7. Uncertain events: events that may or may not occur; The possibility of uncertain events is different; Not sure.

8. Event probability: Theoretical probability can be obtained by dividing the event result by all possible results.

9. Significant digits: for approximation, from the first digit on the left that is not 0 to the nearest digit.

10, both sides of the game are fair: both sides have the same possibility of winning.

1 1, arithmetic mean: abbreviation?

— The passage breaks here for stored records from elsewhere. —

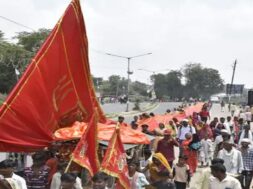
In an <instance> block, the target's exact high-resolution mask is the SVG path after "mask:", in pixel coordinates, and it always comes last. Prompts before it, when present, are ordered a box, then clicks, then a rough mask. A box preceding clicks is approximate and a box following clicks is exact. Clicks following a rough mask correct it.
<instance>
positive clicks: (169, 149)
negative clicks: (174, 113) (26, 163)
mask: <svg viewBox="0 0 253 189" xmlns="http://www.w3.org/2000/svg"><path fill="white" fill-rule="evenodd" d="M210 107H211V104H210V103H207V104H205V105H204V106H203V108H202V110H201V112H195V113H193V115H192V116H190V117H187V118H185V119H182V120H181V121H178V120H177V119H176V118H173V119H172V120H170V121H169V123H168V124H167V125H166V124H163V123H159V126H158V127H157V128H155V129H154V130H153V131H150V130H149V125H147V124H143V125H140V124H139V121H140V120H141V119H147V118H150V117H152V116H155V115H154V114H153V113H150V114H147V113H143V114H141V115H140V116H135V117H134V119H133V121H132V122H131V123H130V125H131V127H132V129H140V128H141V130H142V132H143V133H145V134H148V135H153V138H154V139H153V140H152V142H151V144H149V145H147V144H145V145H138V146H136V147H134V148H131V149H129V150H127V151H126V154H127V156H126V157H127V163H128V173H127V177H128V179H129V182H130V185H131V189H142V188H158V189H163V188H164V189H172V188H173V189H186V188H187V187H189V184H190V182H191V178H192V177H193V175H194V174H195V173H196V171H197V169H198V168H203V169H200V170H202V172H201V174H200V176H199V178H197V179H195V181H194V186H193V188H196V189H241V188H242V189H249V188H250V184H251V182H253V181H252V176H253V148H252V144H253V139H252V132H251V130H250V122H251V121H252V113H251V114H250V115H251V119H249V117H250V116H249V113H247V112H251V111H250V108H249V107H245V109H239V107H237V106H234V107H233V106H230V107H229V108H230V110H231V116H228V117H226V118H223V117H220V118H217V117H214V118H213V119H212V120H211V116H210V113H209V110H210ZM223 108H224V107H222V109H221V111H224V109H223ZM238 109H239V110H238ZM175 111H183V109H182V108H179V109H175ZM170 113H171V111H170V110H167V111H166V114H170ZM118 122H119V125H121V126H127V124H126V123H124V117H122V116H120V117H119V119H118ZM175 147H178V148H179V153H176V150H175V149H176V148H175ZM57 150H58V151H59V149H57V147H56V148H49V149H47V150H43V151H40V152H36V153H33V154H32V159H33V164H32V165H31V166H29V167H26V168H25V169H24V171H23V172H22V174H20V175H17V174H16V173H15V167H16V163H15V162H14V161H13V160H10V159H7V160H4V161H2V162H0V175H1V177H0V188H1V189H88V188H93V189H109V188H113V187H114V183H115V179H114V178H112V177H111V176H109V175H107V174H105V173H103V172H98V173H96V174H95V175H94V176H93V177H91V176H90V175H89V174H88V172H87V171H85V170H84V169H82V170H83V171H82V170H81V171H80V169H74V168H73V169H68V172H67V173H65V170H66V167H67V166H68V161H64V160H63V159H60V158H59V157H58V156H57V155H56V154H57V153H59V152H57ZM63 154H64V153H63Z"/></svg>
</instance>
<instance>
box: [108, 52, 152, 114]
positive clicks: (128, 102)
mask: <svg viewBox="0 0 253 189" xmlns="http://www.w3.org/2000/svg"><path fill="white" fill-rule="evenodd" d="M105 54H106V55H108V56H115V57H118V58H125V59H127V93H126V95H127V106H126V112H128V111H129V88H130V75H131V74H133V72H131V71H130V61H131V59H133V58H137V57H140V56H147V55H151V54H152V53H145V54H140V55H136V56H130V57H127V56H120V55H116V54H111V53H105Z"/></svg>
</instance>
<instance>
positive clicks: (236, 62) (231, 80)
mask: <svg viewBox="0 0 253 189" xmlns="http://www.w3.org/2000/svg"><path fill="white" fill-rule="evenodd" d="M236 64H237V59H235V62H234V65H233V74H232V79H231V84H230V88H229V99H228V100H229V104H230V98H231V95H232V87H233V84H234V77H235V69H236Z"/></svg>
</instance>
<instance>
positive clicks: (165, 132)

General? , the most commonly used, greatly influenced by extreme values; Weighted average 12, median: the data are arranged by size, and the number in the middle position is simple to calculate, which is less affected by extreme values.

13, mode: the data with the highest frequency in a group of data is less affected by extreme values and has little to do with other data.

14, mean, mode and median all represent data and describe a set of data. General? .

15, census: conduct a comprehensive census of the respondents for a certain purpose; All subjects are called whole, and each subject is called individual.

16, sampling survey: select some individuals from the population for investigation; Some individuals extracted from the population are called samples (representatives).

17. random survey: according to the principle of equal opportunity, the probability of each individual being investigated is the same.

18, frequency: the number of times the object appears each time.

19. Frequency: the ratio of the number of times an object appears to the total number of times.

20. Grade difference: the difference between the largest data and the smallest data in a group of data, which describes the degree of data dispersion.

2 1, variance: the average of the square of the difference between each data and the average, which describes the degree of dispersion of the data.

22, variance calculation formula

23. Standard Variance: The arithmetic square root of variance describes the dispersion degree of data.

24. The smaller the grade difference, variance and standard deviation of a set of data, the more stable this set of data will be.

25. Find out the probability of an event with a tree diagram or table.